劍眉星目,棱角分明,他這段時間以來一直都在穿黑色衣袍,看久了,越來越覺得黑色衣袍比原來的玄色要襯他。
“你在想案子?還是在想我?”看出她分神,墨連瑾眼角帶笑的提醒她。
蘇離回過神,囧囧的擦了下嘴角,剛才沒忍住,內分泌有點過盛了,“當然是在想案子。”
一定不能誠認是在想他,否則,後果就是被他啃得連點渣都不剩,想想就可怕。
“那你想到什麼了?”墨連瑾順著她的話往下問,像是有意在逗她。
蘇離看了他一眼,“想你剛才說的,會不會是我們把案子想複雜了。”
“然後?”
“我們一早的時候,是推測燕聰的死,跟複仇有關。”蘇離迅速進入案子,“但現在,我們排除了朱子成的家人,那就剩下一個生死不明的燕婉。”
“嗯。”墨連瑾點頭。
“按照你剛才說的,那我們假設沒有燕婉,跟複仇無關,那燕聰的死,就剩下了意外或者巧合。”

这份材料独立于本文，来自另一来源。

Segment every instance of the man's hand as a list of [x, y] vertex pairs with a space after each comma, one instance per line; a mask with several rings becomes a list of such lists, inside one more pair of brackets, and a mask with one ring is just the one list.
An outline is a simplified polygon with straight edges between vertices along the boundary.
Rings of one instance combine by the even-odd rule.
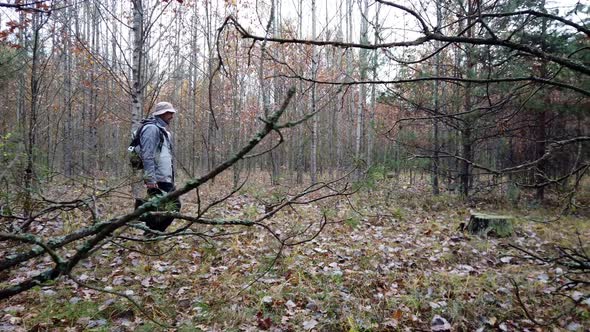
[[163, 191], [158, 187], [157, 183], [146, 183], [145, 186], [147, 188], [148, 196], [153, 197], [163, 195]]

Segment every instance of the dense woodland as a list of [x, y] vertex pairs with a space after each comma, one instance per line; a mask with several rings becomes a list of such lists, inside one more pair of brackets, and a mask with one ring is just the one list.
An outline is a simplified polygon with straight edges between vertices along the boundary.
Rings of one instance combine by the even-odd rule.
[[[250, 324], [254, 330], [435, 330], [433, 316], [440, 314], [453, 330], [561, 326], [576, 331], [590, 320], [585, 251], [590, 236], [589, 24], [590, 5], [581, 1], [0, 1], [0, 298], [15, 301], [6, 302], [12, 311], [3, 311], [0, 324], [48, 328], [40, 316], [23, 317], [14, 308], [20, 303], [42, 306], [44, 300], [30, 302], [29, 296], [45, 294], [44, 285], [64, 284], [58, 292], [75, 289], [81, 303], [107, 296], [126, 301], [103, 315], [104, 324], [84, 325], [80, 317], [55, 321], [81, 329], [108, 330], [125, 320], [130, 330], [145, 324], [148, 329], [176, 324], [248, 330], [244, 324]], [[171, 131], [179, 189], [154, 204], [180, 196], [187, 204], [181, 213], [156, 212], [173, 214], [177, 227], [146, 240], [139, 235], [145, 226], [137, 218], [154, 212], [146, 212], [147, 205], [132, 211], [131, 185], [137, 188], [141, 181], [128, 165], [127, 147], [139, 121], [159, 101], [178, 110]], [[485, 250], [477, 247], [481, 243], [461, 242], [466, 237], [453, 232], [460, 224], [463, 234], [469, 212], [479, 209], [517, 218], [536, 214], [533, 219], [547, 225], [543, 233], [548, 238], [537, 236], [536, 224], [527, 224], [517, 229], [516, 240], [490, 240]], [[232, 233], [236, 228], [245, 233]], [[412, 301], [388, 288], [393, 281], [406, 287], [399, 281], [403, 274], [383, 277], [382, 285], [368, 272], [367, 287], [395, 297], [395, 305], [375, 304], [359, 291], [359, 303], [373, 303], [366, 311], [374, 316], [361, 314], [365, 306], [360, 311], [318, 309], [319, 302], [336, 306], [339, 301], [312, 301], [315, 290], [334, 284], [353, 287], [347, 284], [348, 272], [344, 277], [340, 269], [335, 273], [331, 260], [338, 265], [364, 256], [342, 249], [356, 250], [358, 243], [346, 241], [352, 237], [364, 243], [363, 236], [344, 234], [364, 232], [379, 248], [369, 245], [369, 250], [386, 254], [397, 253], [389, 247], [392, 243], [421, 243], [396, 229], [421, 234], [426, 251], [440, 250], [441, 255], [448, 248], [437, 249], [437, 243], [450, 241], [472, 246], [467, 253], [497, 254], [495, 264], [512, 264], [506, 257], [518, 257], [523, 265], [557, 264], [562, 274], [552, 281], [561, 284], [525, 289], [533, 299], [527, 304], [519, 292], [520, 272], [501, 272], [494, 282], [512, 276], [504, 280], [511, 291], [496, 293], [512, 294], [506, 300], [510, 305], [482, 320], [477, 301], [457, 309], [447, 303], [450, 291], [443, 292], [444, 305], [429, 299], [432, 287], [435, 293], [454, 289], [441, 281], [452, 278], [412, 272], [455, 261], [437, 256], [412, 266], [402, 259], [387, 269], [407, 269], [419, 282], [401, 294], [419, 293], [427, 287], [420, 283], [432, 277], [428, 296], [416, 300], [425, 301], [428, 310], [412, 307]], [[563, 230], [561, 237], [553, 237], [556, 229]], [[432, 235], [433, 230], [439, 235]], [[340, 235], [346, 238], [341, 246], [323, 247], [340, 243]], [[528, 242], [531, 238], [541, 244]], [[256, 244], [260, 242], [264, 245]], [[175, 316], [157, 310], [159, 301], [170, 301], [164, 295], [158, 300], [154, 294], [134, 297], [133, 291], [123, 291], [133, 289], [131, 280], [149, 288], [158, 283], [155, 276], [133, 279], [137, 271], [123, 269], [117, 276], [129, 280], [117, 284], [111, 282], [117, 277], [109, 276], [112, 271], [96, 268], [125, 257], [133, 265], [152, 266], [145, 268], [148, 275], [153, 264], [171, 271], [172, 263], [162, 263], [170, 253], [159, 252], [154, 244], [184, 249], [177, 257], [186, 256], [203, 269], [185, 272], [207, 275], [192, 285], [222, 285], [228, 298], [209, 301], [213, 295], [197, 295], [199, 287], [167, 284], [174, 289], [170, 294], [184, 289], [199, 298], [172, 310], [181, 312]], [[508, 247], [510, 255], [499, 252]], [[225, 270], [219, 270], [220, 264], [227, 269], [241, 258], [228, 262], [233, 256], [220, 248], [258, 257], [260, 263], [248, 263], [247, 273], [240, 270], [250, 278], [247, 287], [221, 277]], [[260, 295], [274, 287], [274, 282], [260, 282], [273, 279], [270, 275], [283, 273], [292, 284], [297, 278], [295, 286], [305, 284], [306, 274], [294, 274], [307, 264], [293, 258], [298, 250], [339, 257], [325, 262], [323, 271], [330, 269], [326, 284], [309, 277], [314, 286], [300, 290], [304, 295]], [[274, 256], [267, 257], [269, 252]], [[160, 261], [150, 261], [154, 256]], [[459, 264], [458, 274], [483, 271], [472, 267], [476, 258]], [[373, 262], [366, 264], [365, 272], [375, 270]], [[461, 270], [465, 266], [471, 270]], [[496, 265], [490, 269], [501, 270]], [[384, 274], [381, 265], [379, 271]], [[202, 279], [215, 285], [203, 285]], [[486, 285], [471, 287], [495, 287]], [[364, 286], [355, 287], [364, 291]], [[80, 289], [90, 295], [79, 295]], [[545, 305], [534, 300], [539, 294], [559, 298], [560, 291], [574, 293], [560, 300], [551, 297]], [[239, 296], [241, 304], [232, 302]], [[63, 313], [65, 304], [47, 301], [58, 308], [48, 317], [62, 317], [56, 312]], [[230, 310], [231, 303], [253, 310], [251, 317], [223, 318], [219, 313]], [[549, 318], [564, 306], [572, 310]], [[531, 307], [557, 311], [536, 316]], [[104, 308], [90, 309], [104, 313]], [[83, 318], [94, 317], [84, 310]], [[235, 309], [248, 312], [244, 310]]]

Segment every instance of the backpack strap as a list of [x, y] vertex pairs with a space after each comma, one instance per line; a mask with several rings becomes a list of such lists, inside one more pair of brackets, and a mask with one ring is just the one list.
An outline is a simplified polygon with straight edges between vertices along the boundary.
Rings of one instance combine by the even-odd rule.
[[137, 129], [136, 134], [134, 135], [133, 140], [131, 141], [131, 144], [129, 144], [130, 150], [133, 150], [137, 146], [141, 147], [141, 134], [143, 133], [143, 130], [147, 125], [154, 125], [160, 131], [160, 143], [158, 143], [158, 150], [162, 149], [164, 139], [166, 139], [167, 137], [166, 129], [158, 126], [155, 122], [149, 121], [142, 123], [141, 127]]
[[[153, 124], [160, 131], [160, 142], [158, 143], [158, 148], [156, 150], [162, 150], [162, 145], [164, 144], [164, 140], [168, 137], [168, 134], [166, 133], [166, 129], [156, 125], [155, 123], [146, 123], [145, 125], [148, 125], [148, 124]], [[145, 125], [144, 125], [144, 127], [145, 127]], [[141, 129], [143, 129], [143, 128], [141, 128]], [[141, 133], [140, 133], [139, 137], [141, 138]], [[139, 143], [140, 143], [139, 145], [141, 147], [141, 140]]]

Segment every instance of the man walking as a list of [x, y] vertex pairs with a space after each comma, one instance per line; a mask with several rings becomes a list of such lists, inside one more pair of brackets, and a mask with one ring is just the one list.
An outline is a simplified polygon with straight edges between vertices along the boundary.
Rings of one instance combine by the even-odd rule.
[[[176, 110], [171, 103], [159, 102], [152, 116], [143, 120], [137, 135], [139, 135], [140, 157], [143, 162], [143, 179], [148, 196], [154, 197], [174, 191], [174, 163], [173, 146], [168, 125], [174, 119]], [[135, 208], [144, 201], [136, 199]], [[168, 209], [180, 211], [180, 200], [174, 199]], [[168, 204], [166, 204], [168, 205]], [[153, 230], [165, 232], [174, 218], [148, 217], [141, 219]]]

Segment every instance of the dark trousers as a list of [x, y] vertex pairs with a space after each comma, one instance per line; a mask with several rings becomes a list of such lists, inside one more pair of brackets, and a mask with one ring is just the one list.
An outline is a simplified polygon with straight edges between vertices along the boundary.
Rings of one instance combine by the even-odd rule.
[[[148, 199], [151, 197], [154, 197], [154, 196], [163, 195], [165, 193], [168, 193], [168, 192], [171, 192], [174, 190], [176, 190], [176, 187], [174, 186], [173, 183], [158, 182], [158, 188], [148, 189]], [[139, 206], [141, 206], [145, 202], [146, 201], [143, 199], [135, 199], [135, 208], [137, 209]], [[164, 203], [164, 206], [160, 206], [160, 207], [155, 208], [151, 211], [178, 212], [178, 211], [180, 211], [181, 206], [182, 206], [182, 204], [180, 203], [180, 199], [175, 198], [168, 203]], [[174, 218], [149, 216], [149, 217], [145, 217], [145, 218], [139, 218], [139, 220], [145, 222], [145, 225], [147, 227], [149, 227], [150, 229], [160, 231], [160, 232], [165, 232], [166, 228], [168, 228], [168, 226], [170, 226], [172, 221], [174, 221]]]

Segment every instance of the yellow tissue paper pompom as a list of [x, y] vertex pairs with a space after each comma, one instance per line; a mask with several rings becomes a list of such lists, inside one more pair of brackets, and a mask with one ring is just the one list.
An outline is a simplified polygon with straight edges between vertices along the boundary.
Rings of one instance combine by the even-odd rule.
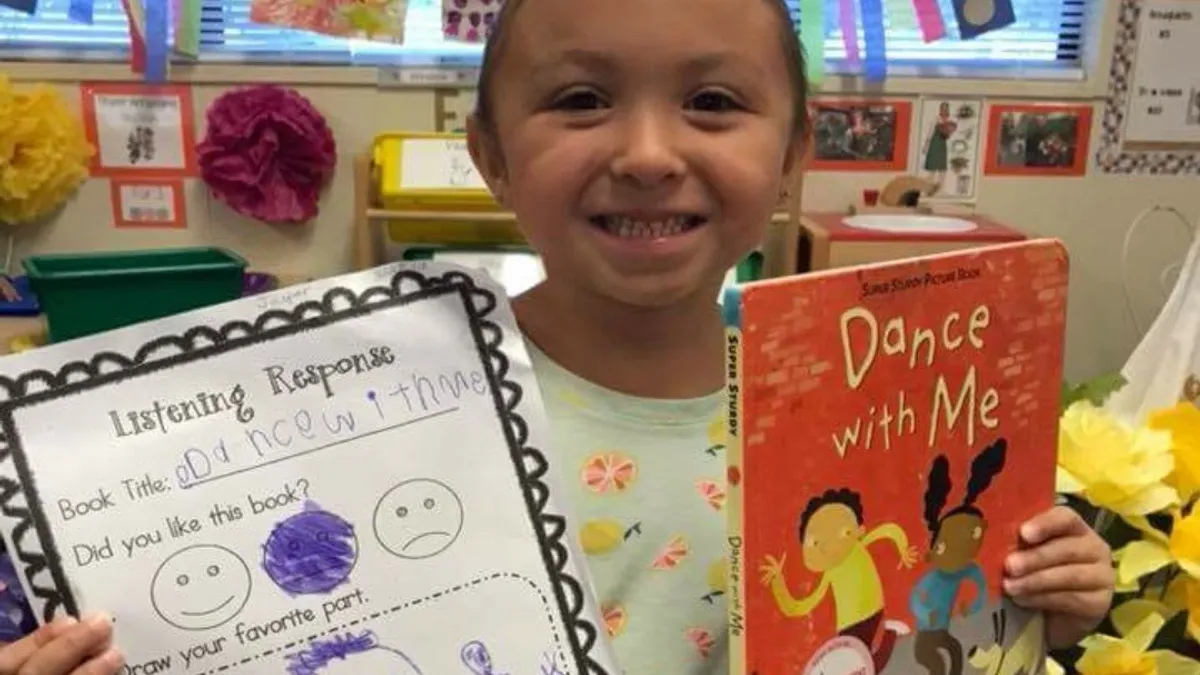
[[0, 225], [44, 218], [88, 177], [95, 149], [62, 97], [0, 74]]
[[1166, 482], [1174, 470], [1169, 431], [1128, 427], [1087, 401], [1063, 413], [1059, 492], [1122, 516], [1145, 516], [1179, 504], [1179, 493]]

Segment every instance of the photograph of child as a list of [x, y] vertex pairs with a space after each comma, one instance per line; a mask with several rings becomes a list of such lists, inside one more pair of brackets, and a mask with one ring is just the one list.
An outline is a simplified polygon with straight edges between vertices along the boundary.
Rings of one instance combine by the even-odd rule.
[[1082, 175], [1091, 112], [1087, 106], [993, 107], [987, 173]]
[[908, 102], [818, 101], [813, 104], [813, 168], [904, 170], [912, 109]]

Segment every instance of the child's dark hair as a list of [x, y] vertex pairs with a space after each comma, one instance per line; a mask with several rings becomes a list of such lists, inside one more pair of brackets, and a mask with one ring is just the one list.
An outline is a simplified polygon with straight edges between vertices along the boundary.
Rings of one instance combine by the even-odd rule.
[[863, 524], [863, 505], [862, 496], [854, 490], [842, 488], [840, 490], [826, 490], [824, 493], [808, 500], [808, 505], [804, 507], [804, 513], [800, 514], [800, 541], [804, 541], [804, 533], [808, 531], [808, 521], [812, 520], [813, 515], [821, 509], [822, 506], [830, 504], [841, 504], [854, 514], [854, 520], [859, 524]]
[[929, 482], [925, 488], [925, 525], [929, 528], [930, 541], [937, 539], [941, 532], [942, 523], [950, 516], [960, 513], [970, 513], [983, 516], [975, 500], [992, 484], [992, 479], [1004, 468], [1004, 456], [1008, 450], [1008, 441], [1001, 438], [984, 448], [975, 460], [971, 462], [971, 476], [967, 479], [967, 494], [963, 495], [962, 504], [942, 513], [946, 506], [946, 498], [950, 496], [950, 460], [945, 455], [938, 455], [929, 469]]
[[[578, 0], [598, 2], [599, 0]], [[787, 61], [788, 80], [792, 88], [792, 134], [795, 138], [808, 135], [808, 76], [804, 70], [804, 49], [800, 37], [792, 24], [792, 16], [783, 0], [764, 0], [778, 17], [778, 39], [783, 47], [783, 58]], [[525, 0], [507, 0], [497, 12], [491, 34], [483, 47], [483, 63], [479, 69], [479, 83], [475, 92], [475, 118], [489, 136], [495, 136], [495, 118], [492, 105], [495, 97], [496, 71], [504, 55], [504, 43], [509, 39], [506, 30], [520, 11]]]

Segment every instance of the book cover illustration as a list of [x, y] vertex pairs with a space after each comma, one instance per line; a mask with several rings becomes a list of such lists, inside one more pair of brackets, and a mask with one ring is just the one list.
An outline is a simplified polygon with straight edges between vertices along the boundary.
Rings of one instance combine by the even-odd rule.
[[1055, 500], [1066, 299], [1047, 240], [730, 292], [733, 673], [1042, 672], [1001, 581]]

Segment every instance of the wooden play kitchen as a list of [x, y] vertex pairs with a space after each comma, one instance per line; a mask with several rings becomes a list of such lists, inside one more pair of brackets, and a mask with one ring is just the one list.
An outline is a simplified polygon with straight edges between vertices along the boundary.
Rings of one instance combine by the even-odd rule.
[[[921, 203], [927, 183], [889, 182], [844, 211], [803, 212], [784, 246], [796, 251], [791, 273], [803, 274], [1021, 241], [1028, 235], [967, 209]], [[871, 191], [875, 193], [876, 191]]]

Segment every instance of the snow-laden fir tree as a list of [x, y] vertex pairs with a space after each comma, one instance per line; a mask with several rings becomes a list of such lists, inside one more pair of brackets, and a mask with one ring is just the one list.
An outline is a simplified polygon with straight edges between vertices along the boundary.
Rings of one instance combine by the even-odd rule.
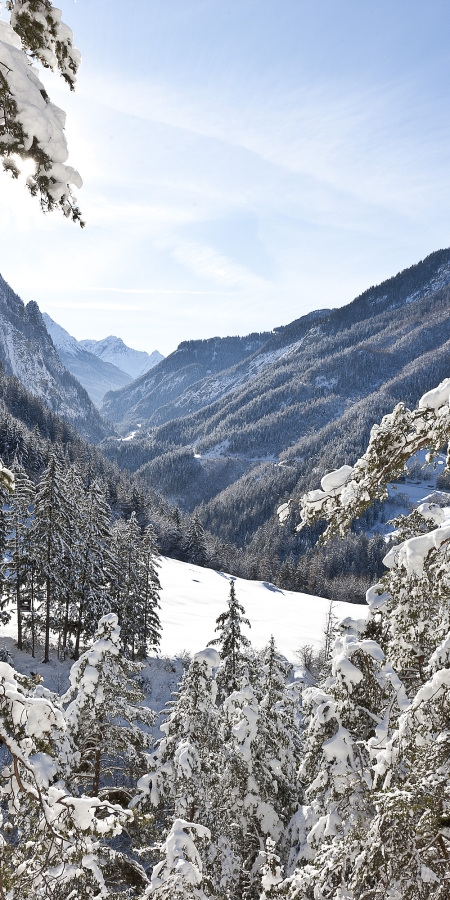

“意外?巧合?”墨連瑾呢喃了一遍這四個字,不禁輕笑一聲,“我方才是讓你不要將案子想的太複雜,可這四個字,絲毫不比複仇簡單好猜。”
“是啊!”蘇離頭疼的揉著太陽穴,起身往床上爬,“我想案子想得頭疼,先睡了。”
說完,利落的把被子一卷,確保墨連瑾鑽不進來。
然而,墨連瑾壓根沒把她這點小伎倆看在眼裏,不緊不慢的熄了燭火,朝床榻走去。
也不知道他用了什麼手法,蘇離還沒反應過來,她卷好的被子裏,就多了一個墨連瑾。
墨連瑾傲嬌的摟著她,湊在她耳邊低語,“今晚我不吃你,但你要知道,隻要我想做什麼,你完全沒有招架之力,就好比現在……”
蘇離認慫,窩在他懷裏裝死裝睡不哼聲。
睡了個飽覺,次日起床,蘇離神清氣爽,精氣神十足。
而某個忍了一晚上的男人就不太好了,冷著臉,好像誰欠了他幾個億。
下樓吃早飯,掌櫃正在跟一個前來賣螃蟹的人討價還價。
九月底,螃蟹正是最肥美的時候。